WATCH | Manitoba’s top doctor on the increasing community spread of COVID-19:

Dr. Brent Roussin, Manitoba’s chief public health officer, explains why increasing community spread of COVID-19 makes targeted approaches to control the illness less effective. 0:48

Manitoba reported a total of 163 new infections on Friday, most concentrated in Winnipeg. The province also said a man in his 80s is the latest death linked to an outbreak at Winnipeg’s personal care home Parkview Place, where 15 residents have died of the illness.

The province has announced new rules for northern Manitoba and schools in both the Winnipeg area and the north. Those measures will take effect on Monday.

Nova Scotia reported no new cases of COVID-19 on Friday, a day after the province warned residents against unnecessary travel to the Campbellton-Restigouche area of New Brunswick due to a COVID-19 outbreak.
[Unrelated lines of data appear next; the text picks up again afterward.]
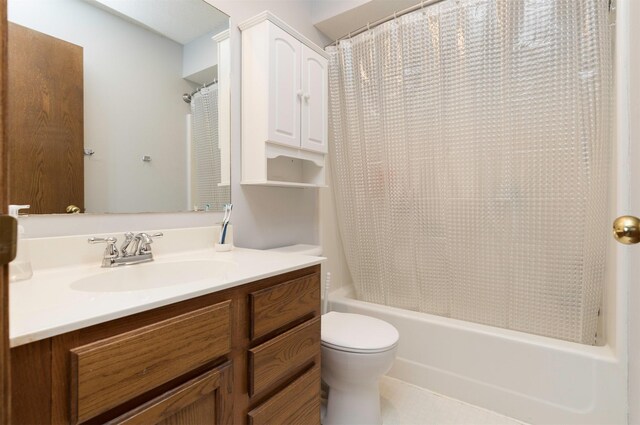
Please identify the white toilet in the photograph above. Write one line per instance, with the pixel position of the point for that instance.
(356, 351)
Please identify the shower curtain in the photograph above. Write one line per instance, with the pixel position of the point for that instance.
(470, 149)
(206, 175)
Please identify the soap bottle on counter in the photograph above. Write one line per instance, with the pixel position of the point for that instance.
(20, 267)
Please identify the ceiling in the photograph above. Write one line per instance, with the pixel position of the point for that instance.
(179, 20)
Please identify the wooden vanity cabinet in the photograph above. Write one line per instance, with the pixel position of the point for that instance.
(249, 354)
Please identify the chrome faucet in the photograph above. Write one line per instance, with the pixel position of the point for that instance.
(134, 250)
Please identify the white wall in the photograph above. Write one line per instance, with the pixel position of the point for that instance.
(200, 54)
(132, 100)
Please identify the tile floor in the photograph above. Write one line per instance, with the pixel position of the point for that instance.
(407, 404)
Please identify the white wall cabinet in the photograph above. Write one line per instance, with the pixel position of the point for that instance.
(284, 105)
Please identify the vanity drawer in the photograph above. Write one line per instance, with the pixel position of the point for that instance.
(299, 403)
(277, 358)
(108, 372)
(279, 305)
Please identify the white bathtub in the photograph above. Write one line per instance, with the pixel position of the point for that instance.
(531, 378)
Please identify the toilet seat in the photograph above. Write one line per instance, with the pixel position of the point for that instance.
(356, 333)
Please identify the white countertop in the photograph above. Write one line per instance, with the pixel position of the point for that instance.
(48, 305)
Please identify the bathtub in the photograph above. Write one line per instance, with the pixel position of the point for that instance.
(531, 378)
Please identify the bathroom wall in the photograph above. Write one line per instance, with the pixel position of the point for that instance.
(112, 51)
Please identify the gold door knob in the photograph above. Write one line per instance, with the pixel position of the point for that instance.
(626, 229)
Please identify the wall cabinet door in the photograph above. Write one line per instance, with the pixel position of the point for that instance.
(207, 399)
(315, 103)
(285, 89)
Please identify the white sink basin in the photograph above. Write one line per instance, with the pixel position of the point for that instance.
(140, 277)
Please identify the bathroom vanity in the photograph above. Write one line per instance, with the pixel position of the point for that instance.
(235, 350)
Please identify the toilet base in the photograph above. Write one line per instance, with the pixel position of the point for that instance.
(355, 406)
The recommendation came after New Brunswick announced new restrictions for the Campbellton region, almost two weeks after it was pushed back to the orange phase of recovery. While Zone 5 will remain in the orange stage, people will be limited to interacting with a single household bubble, N.B. Chief Medical Officer of Health Dr. Jennifer Russell said.

New Brunswick announced two new COVID-19 cases on Saturday, in addition to two new cases on Friday. That brings the total number of cases the province has recorded to 326, with four deaths.
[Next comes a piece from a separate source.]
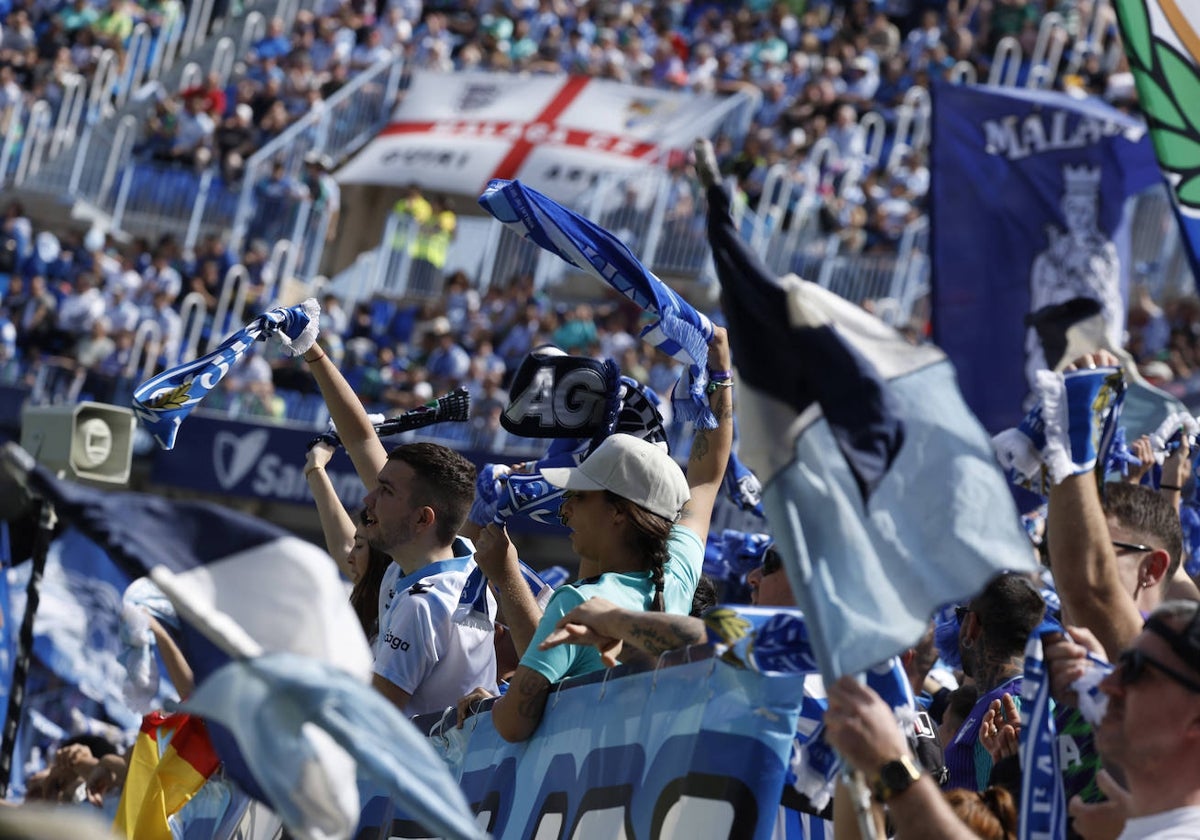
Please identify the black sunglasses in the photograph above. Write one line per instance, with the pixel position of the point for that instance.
(772, 563)
(1134, 661)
Newfoundland and Labrador reported one new confirmed case of COVID-19 on Saturday, a man from the Eastern Health region in his 50s who had returned home to the province after working in Alberta.

Out of an abundance of caution, the province’s Health Department is asking passengers who travelled on Air Canada Flight 690 from Toronto to St. John’s last Tuesday to arrange for COVID-19 testing.
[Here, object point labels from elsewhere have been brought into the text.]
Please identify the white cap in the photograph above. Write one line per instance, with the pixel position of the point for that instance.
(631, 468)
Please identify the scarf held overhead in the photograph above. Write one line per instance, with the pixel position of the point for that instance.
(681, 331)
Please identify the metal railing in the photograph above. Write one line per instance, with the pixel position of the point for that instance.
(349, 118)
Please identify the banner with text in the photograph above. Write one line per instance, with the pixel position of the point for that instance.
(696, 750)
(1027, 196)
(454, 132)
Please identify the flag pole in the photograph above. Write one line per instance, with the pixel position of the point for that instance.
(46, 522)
What’s happening around the world

According to Johns Hopkins University in Baltimore, the global total of confirmed coronavirus cases stands at more than 42.2 million. More than 1.1 million people have died, while more than 28.5 million have recovered.

In Europe, Polish President Andrzej Duda has tested positive for coronavirus, his spokesperson says. Duda’s diagnosis comes amid a huge surge in the number of confirmed cases of COVID-19 and deaths in Poland, pushing the country’s strained health system to the breaking point. The government is preparing to open field hospitals, but it is not sure where it will find the doctors and nurses to staff them.

In the Americas, the U.S. hit a daily record of coronavirus cases on Friday with more than 84,000 reported infections, thousands more than the previous peak in July. The numbers are an ominous sign the disease still has a firm grip on the nation that has more confirmed virus-related deaths and infections than any other in the world. Many states are reporting a surge of cases and say hospitals are running out of space in areas where the pandemic seemed remote only months ago.

People have their temperatures checked as they enter an early voting polling station in New York City on Saturday. (Getty Spencer Platt/Getty Images)

In Asia, authorities in Sri Lanka closed at least two fishery harbours and many stalls after a surge of 609 cases linked to the country’s main fish market. Authorities say the outbreak is related to a cluster in a garment factory early this month, which has grown to 3,426 cases, almost half the country’s total of 6,287. Several thousand people have been asked to quarantine at home.

In Africa, the Ethiopian attorney general’s office said authorities can jail people for up to two years if they deliberately violate restrictions amid concerns that citizens are becoming lax after a state of emergency was lifted. The country has seen more than 91,000 cases and more than 1,300 deaths.